Staff Writer
Columbus CEO

c.2013 New York Times News Service

FRANKFURT, Germany — Audi, the luxury car unit of Volkswagen, said Friday that it would spend more than it ever has on expansion and new models over the next four years, a demonstration of how Germany’s high-end carmakers have retained their financial strength during a crisis that has devastated their European rivals.

Audi said it would invest 22 billion euros, or more than $30 billion, through 2018, a record for the company. Most of the money will be used to design new models and develop new technology such as more fuel-efficient engines. The company will also expand its international production network as it strives to sell 2 million models annually by 2015, up from more than 1.5 million this year.

Audi and its German rivals BMW and Mercedes-Benz, a unit of Daimler, have suffered far less from the economic malaise in Europe that has pushed car sales to a 20-year low. As a result, they have been able to continue expanding, in contrast to companies like Fiat of Italy, which has all but stopped introducing new cars under the Fiat brand.

While mass-market carmakers including Ford and General Motors’ Opel unit have lost billions of dollars in Europe and have had to close factories, luxury German carmakers have been operating at close to full capacity as they serve demand in the United States and China. Even in Europe, German carmakers have had less drastic sales declines than mass-market car brands, in part because the economy in their home market has remained strong.

“We are launching our next stage of growth,” Axel Strotbek, a member of the Audi management board responsible for finance and organization, said in a statement.

Audi, which this year has accounted for 40 percent of the profit of its parent company, has been trying to overtake BMW as the market leader in the high-end car market. BMW sold nearly 1.8 million cars through November, including the Mini and Rolls-Royce brands. Audi passed the 1.5 million-mark this year in early December.

Strotbek said 70 percent of the new investment would go to new Audi vehicles, including an expansion of the product line to 60 models by the end of the decade, from 49 currently. More than half of the money will be invested in Germany at the company’s facilities in Ingolstadt in Bavaria and Neckarsulm, in southwestern Germany, north of Stuttgart.

Audi, which has been trying to expand U.S. sales, is building the first Audi factory in North America in San José Chiapa, Mexico.
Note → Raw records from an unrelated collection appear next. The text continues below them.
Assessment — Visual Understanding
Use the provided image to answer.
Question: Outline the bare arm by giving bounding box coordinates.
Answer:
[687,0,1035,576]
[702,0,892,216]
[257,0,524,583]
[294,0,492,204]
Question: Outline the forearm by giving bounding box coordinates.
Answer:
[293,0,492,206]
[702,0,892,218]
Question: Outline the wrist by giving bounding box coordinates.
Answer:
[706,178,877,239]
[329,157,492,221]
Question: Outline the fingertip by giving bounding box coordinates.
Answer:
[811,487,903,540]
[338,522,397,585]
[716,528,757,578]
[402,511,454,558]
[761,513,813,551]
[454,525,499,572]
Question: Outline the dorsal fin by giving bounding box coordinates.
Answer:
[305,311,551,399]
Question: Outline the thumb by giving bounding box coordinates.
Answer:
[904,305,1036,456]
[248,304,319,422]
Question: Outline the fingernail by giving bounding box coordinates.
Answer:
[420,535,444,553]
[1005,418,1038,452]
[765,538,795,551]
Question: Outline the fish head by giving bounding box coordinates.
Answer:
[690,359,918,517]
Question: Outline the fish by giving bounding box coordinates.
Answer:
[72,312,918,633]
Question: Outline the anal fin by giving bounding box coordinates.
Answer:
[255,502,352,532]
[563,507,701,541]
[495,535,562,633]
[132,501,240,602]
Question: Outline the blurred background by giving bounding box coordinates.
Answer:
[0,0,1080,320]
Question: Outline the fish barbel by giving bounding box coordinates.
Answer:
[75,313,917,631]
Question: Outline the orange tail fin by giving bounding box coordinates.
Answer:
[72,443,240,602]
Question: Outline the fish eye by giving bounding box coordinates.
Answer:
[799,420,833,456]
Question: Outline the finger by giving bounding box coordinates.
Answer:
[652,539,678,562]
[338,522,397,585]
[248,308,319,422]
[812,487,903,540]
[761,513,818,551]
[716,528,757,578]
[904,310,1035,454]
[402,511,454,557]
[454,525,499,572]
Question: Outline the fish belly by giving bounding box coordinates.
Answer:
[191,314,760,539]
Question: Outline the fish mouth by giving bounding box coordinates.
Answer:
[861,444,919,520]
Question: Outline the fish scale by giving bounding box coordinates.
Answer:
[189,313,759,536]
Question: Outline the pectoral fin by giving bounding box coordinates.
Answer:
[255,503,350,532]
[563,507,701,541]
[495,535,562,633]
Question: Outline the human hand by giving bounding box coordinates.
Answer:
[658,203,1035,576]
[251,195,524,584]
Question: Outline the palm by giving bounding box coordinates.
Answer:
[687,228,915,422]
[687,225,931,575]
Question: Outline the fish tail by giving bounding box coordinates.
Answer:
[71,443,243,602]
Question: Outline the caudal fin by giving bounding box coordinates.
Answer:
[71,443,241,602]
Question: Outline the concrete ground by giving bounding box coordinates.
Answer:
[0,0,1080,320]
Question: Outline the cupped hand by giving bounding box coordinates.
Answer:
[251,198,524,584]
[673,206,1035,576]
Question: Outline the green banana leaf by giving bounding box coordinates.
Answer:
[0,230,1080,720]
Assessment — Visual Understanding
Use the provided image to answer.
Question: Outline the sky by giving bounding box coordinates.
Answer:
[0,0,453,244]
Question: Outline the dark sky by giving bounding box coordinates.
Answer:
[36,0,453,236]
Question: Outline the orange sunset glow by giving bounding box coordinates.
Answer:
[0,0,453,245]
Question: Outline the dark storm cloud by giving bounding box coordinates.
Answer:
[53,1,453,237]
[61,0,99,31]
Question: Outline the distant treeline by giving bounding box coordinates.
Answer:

The company plans to produce the Q5 SUV in Mexico beginning in 2016. Audi also said it was close to beginning production at a new plant in Foshan, China, the company’s second plant in the country.

Some of the new investment will be used to expand the company’s worldwide workforce of nearly 70,000. Audi, like all carmakers under regulatory pressure to cut emissions and increase fuel efficiency, said it was particularly interested in people with expertise in electric propulsion or building cars that weigh less.

“We want to hire the best in the industry to strengthen areas such as lightweight construction, connectivity and electromobility,” Thomas Sigi, a member of the Audi board responsible for human resources, said in a statement.